Re: Possible deadlock related to CPU hotplug and kernfs

From: Rafael J. Wysocki
Date: Fri Sep 04 2015 - 10:16:25 EST


Hi,

On Fri, Sep 4, 2015 at 9:20 AM, Jiang Liu <jiang.liu@xxxxxxxxxxxxxxx> wrote:
> On 2015/9/4 4:08, Rafael J. Wysocki wrote:
>> Hi Tejun,
>>
>> On Thu, Sep 3, 2015 at 6:19 PM, Tejun Heo <tj@xxxxxxxxxx> wrote:
>>> Hello, Rafael.
>>>
>>> On Thu, Sep 03, 2015 at 02:58:16AM +0200, Rafael J. Wysocki wrote:
>>>> So acpi_device_hotplug() calls lock_device_hotplug() which simply
>>>> acquires device_hotplug_lock. It is held throughout the entire
>>>> hot-add/hot-remove code path.
>>>>
>>>> Witing anything to /sys/devices/system/cpu/cpux/online goes through
>>>> online_store() in drivers/base/core.c and that does
>>>> lock_device_hotplug_sysfs() which then attempts to acquire
>>>> device_hotplug_lock using mutex_trylock().
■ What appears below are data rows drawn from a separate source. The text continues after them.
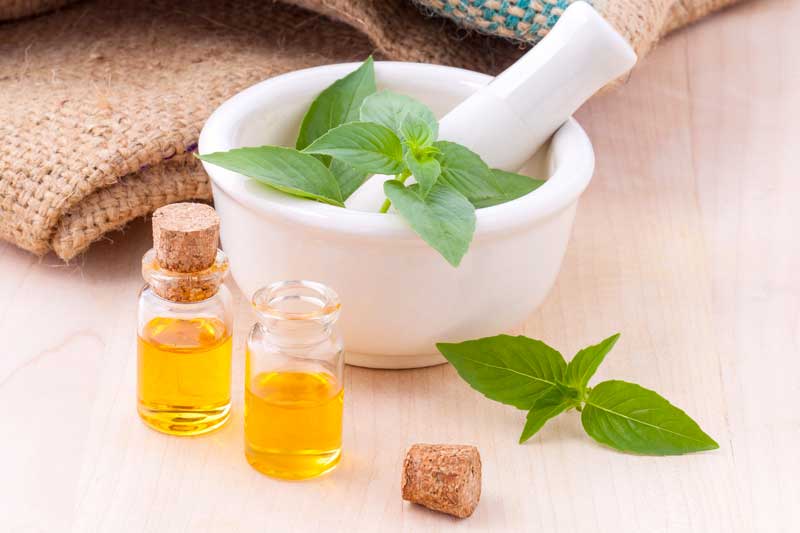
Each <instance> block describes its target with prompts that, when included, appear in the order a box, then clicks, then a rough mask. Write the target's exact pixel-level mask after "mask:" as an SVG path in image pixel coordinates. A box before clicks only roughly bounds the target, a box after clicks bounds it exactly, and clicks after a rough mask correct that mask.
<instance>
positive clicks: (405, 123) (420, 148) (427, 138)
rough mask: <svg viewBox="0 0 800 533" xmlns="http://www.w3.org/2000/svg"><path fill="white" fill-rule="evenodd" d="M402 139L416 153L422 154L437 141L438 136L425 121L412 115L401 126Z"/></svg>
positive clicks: (400, 132) (417, 117)
mask: <svg viewBox="0 0 800 533" xmlns="http://www.w3.org/2000/svg"><path fill="white" fill-rule="evenodd" d="M400 137H401V138H402V139H403V140H404V141H405V142H406V144H407V145H408V146H410V147H411V148H412V149H413V150H414V151H415V152H421V151H422V149H424V148H427V147H429V146H431V145H432V144H433V141H435V140H436V134H435V133H434V132H433V130H432V129H431V127H430V125H429V124H428V123H427V122H425V121H424V120H423V119H421V118H419V117H416V116H413V115H410V116H408V117H406V119H405V120H404V121H403V124H402V125H401V126H400Z"/></svg>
And it only calls
>>>> either device_online() or device_offline() if it ends up with the
>>>> lock held.
>>>>
>>>> Quite frankly, I don't see how these particular two code paths can
>>>> deadlock in any way.
>>>>
>>>> So either a third code path is involved which is not executed
>>>> under device_hotplug_lock, or lockdep needs to be told to actually
>>>> take device_hotplug_lock into account in this case IMO.
>>>
>>> Hmm... all sysfs rw functions are protected from removal. ie. by
>>> default, removal of a sysfs file drains in-flight rw operations, so
>>> the hot plug path grabs a lock and then tries to remove a file and
>>> writing to the online file makes the file's write method to try to
>>> grab the same lock. It deadlocks if the hotunplug path already has
>>> the lock and trying to drain the online file for removal.
>>
>> My point is that you cannot get into that situation. If hotplug
>> already holds device_hotplug_lock, the write to "online" will end up
>> doing restart_syscall().
>>
>> If the "online" code path is holding the lock, hotplug cannot acquire
>> it and cannot proceed.
>>
>> Am I missing anything?
> Hi Rafael,
> I think your are right. The lock_device_hotplug_sysfs() has
> already provided a solution for such a deadlock scenario. And there's
> another related code path at boot as:
> smp_init()
> ->cpu_up()
> ->cpu_hotplug_begin()
> So it seems to be a false alarm. Any way to teach lockdep
> about this to get rid of the false alarm?

Well, maybe we could call lock_device_hotplug() from that code path too?